How do you prove $n! \leq (n/2) ^n$?

Question

I'd be really grateful if someone could help me figure out how you prove $n!\leq (n/2) ^n$ ?

Answer 1

$$\sqrt[n]{n!}=\sqrt[n]{1\cdot 2\cdot 3\cdots n}\le \frac{1+2+3+\cdots+n}{n}$$ (using the arithmetic-geometric mean inequality)

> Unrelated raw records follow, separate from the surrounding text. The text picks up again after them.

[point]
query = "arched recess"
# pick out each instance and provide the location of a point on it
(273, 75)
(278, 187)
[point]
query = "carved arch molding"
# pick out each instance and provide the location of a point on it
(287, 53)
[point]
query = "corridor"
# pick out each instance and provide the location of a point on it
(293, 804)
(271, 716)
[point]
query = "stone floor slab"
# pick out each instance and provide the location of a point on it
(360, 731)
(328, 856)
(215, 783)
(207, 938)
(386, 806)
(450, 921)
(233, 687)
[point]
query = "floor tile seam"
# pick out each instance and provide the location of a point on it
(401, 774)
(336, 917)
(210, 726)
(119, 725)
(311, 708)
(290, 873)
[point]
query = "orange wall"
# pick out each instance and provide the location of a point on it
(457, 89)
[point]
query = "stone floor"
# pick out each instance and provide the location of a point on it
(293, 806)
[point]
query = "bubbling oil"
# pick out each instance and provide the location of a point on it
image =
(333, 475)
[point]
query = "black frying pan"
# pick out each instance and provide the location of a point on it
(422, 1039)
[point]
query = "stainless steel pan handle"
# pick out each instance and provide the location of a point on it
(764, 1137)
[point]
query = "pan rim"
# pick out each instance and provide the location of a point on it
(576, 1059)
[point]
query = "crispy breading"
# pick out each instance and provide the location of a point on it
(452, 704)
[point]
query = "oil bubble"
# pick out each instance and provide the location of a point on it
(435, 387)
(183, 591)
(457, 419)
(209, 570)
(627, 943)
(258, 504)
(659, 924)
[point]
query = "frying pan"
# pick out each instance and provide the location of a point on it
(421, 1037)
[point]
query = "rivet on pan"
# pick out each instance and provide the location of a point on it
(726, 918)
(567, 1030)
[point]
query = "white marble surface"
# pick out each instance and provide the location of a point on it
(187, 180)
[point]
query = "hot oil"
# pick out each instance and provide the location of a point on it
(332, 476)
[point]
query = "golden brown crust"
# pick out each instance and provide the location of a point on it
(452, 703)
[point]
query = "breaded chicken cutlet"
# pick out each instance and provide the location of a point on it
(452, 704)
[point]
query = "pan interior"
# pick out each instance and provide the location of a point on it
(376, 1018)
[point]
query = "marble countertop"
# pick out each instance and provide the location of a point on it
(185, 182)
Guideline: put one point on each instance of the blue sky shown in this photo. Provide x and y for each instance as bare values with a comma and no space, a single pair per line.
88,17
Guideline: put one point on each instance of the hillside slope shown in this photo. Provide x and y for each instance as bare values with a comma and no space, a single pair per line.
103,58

Now $1+2+3+\cdots+n=\frac{n(n+1)}{2}$ (why), so the RHS becomes $\frac{n+1}{2}$. Raise each side to the power $n$ and you get $n!\le (\frac{n+1}{2})^n$, as @Hagen suggests.

Answer 2

If you want a more accurate estimation, you can approximate $\log n!$ by an integral: $$ \log n! = \log 1 + \dots + \log n \leq \int_{1}^{n+1} \log x \ dx = [x \log x - x ]_{1}^{n+1} \\ = (n+1) \left(\log(\frac{n+1}{e})\right) - 1.$$ It follows that: $$ n! \leq \frac{1}{e} \left(\frac{n+1}{e}\right)^{n+1}.$$ Because $e > 2$, this implies that $n! < (n/2)^n$, if $n$ is reasonably large.